2 – wrapper.sgccda was added to enable multiple data sets integration with one or several factor outcomes. Note: the prediction function for this new add-on has not been fully tested yet and is not available.

3 – wrapper.sgcca and wrapper.sgccda now have an argument called ‘keep‘ that you can use as an alternative to the ‘penalty’ old argument. Keep is the equivalent of the keepX in the PLS method to specify the number of variables to select on each component and each block. Refer to the help file, as keep should be input as a list of length the number of blocks, and each element of the list (corresponding to a block) indicates the number of variables to select on each component (yes, it becomes, indeed, complicated).

4 – All wrapper methods for the multiblock module, i.e. wrapper.rgcca, wrapper.sgcca and wrapper.sgccda take the input argument ‘blocks‘ (instead of previously ‘data‘) – this is to enable a smoother transition to the next update!

5 – plotIndiv has been improved dramatically. A single function can now be used for the objects PLS, sPLS, PLS-DA, SPLS-DA, rCC, PCA, sPCA, IPCA, sIPCA, rGCCA, sGCCA, sGCCDA (not an S3 function anymore). In addition, we now provide the new arguments (and more to come!):
– ellipse plots are now available, a group argument is requested for the unsupervised methods (PCA, IPCA, PLS)
– three types of graphical plot: graphics (version < 5.1-0), ggplot2 and lattice
– legend and title can be added
– NOTE: if you want to color each sample with respect to a factor (i.e. a factor of length n), then the argument to use is ‘group’. If you use a supervised approach then col.per.group is a vector of length the number of groups. These arguments may change in the coming up updates.

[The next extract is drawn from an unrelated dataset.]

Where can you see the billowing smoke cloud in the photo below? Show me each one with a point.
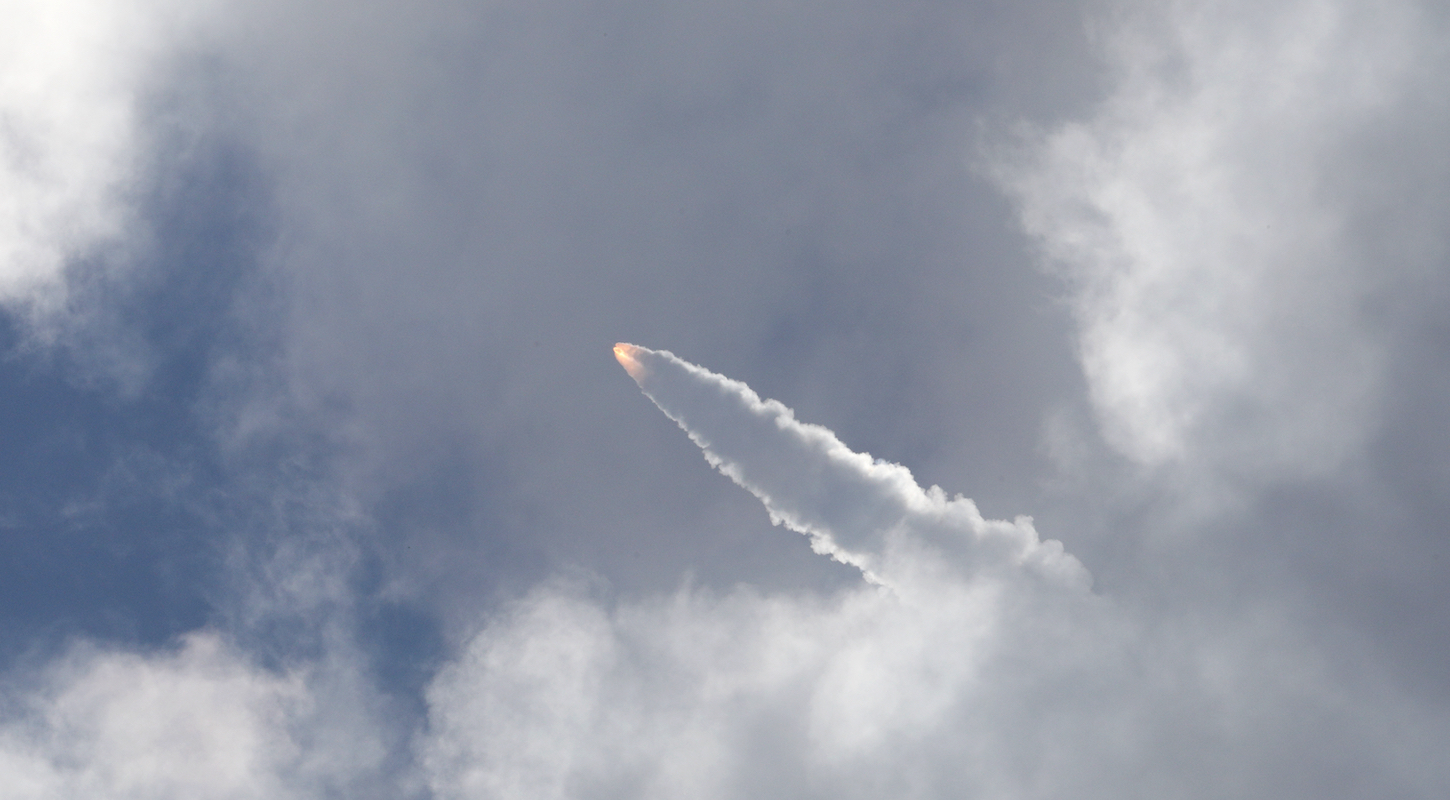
(199, 722)
(862, 512)
(975, 663)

6 – cim has been implemented for PLS, sPLS, PLS-DA, SPLS-DA, rCC, PCA, sPCA, IPCA, sIPCA and includes a wide range of options to plot a single data set in the form of a heatmap (new!), or the cross correlation between two matching data sets via the methods rCC or (s)PLS using the cross product between latent variables and loading vectors (improved with legends and color bars). We will give more examples on our website.

7 – added package dependencies: ggplot2 and ellipse

Enhancements:
1 – All wrappers for multiple data integration have been improved and re-implemented. Consequently, the dependency to RGCCA has been removed, and three wrapper functions are now available: wrapper.sgcca, wrapper.rgcca and wrapper.sgccda (see New Feature #2 above).

2 – selectVar has been extended for the non sparse versions PCA, PLS and PLS-DA and output the features with decreasing absolute weights in the loading vectors. It is used in particular for plotContrib (see New feature #1 above)

Bug fixes:
1 – The sPLS algorithm was rewritten to ensure convergence. This implies that spls results might be slightly different from version < 5.1-0!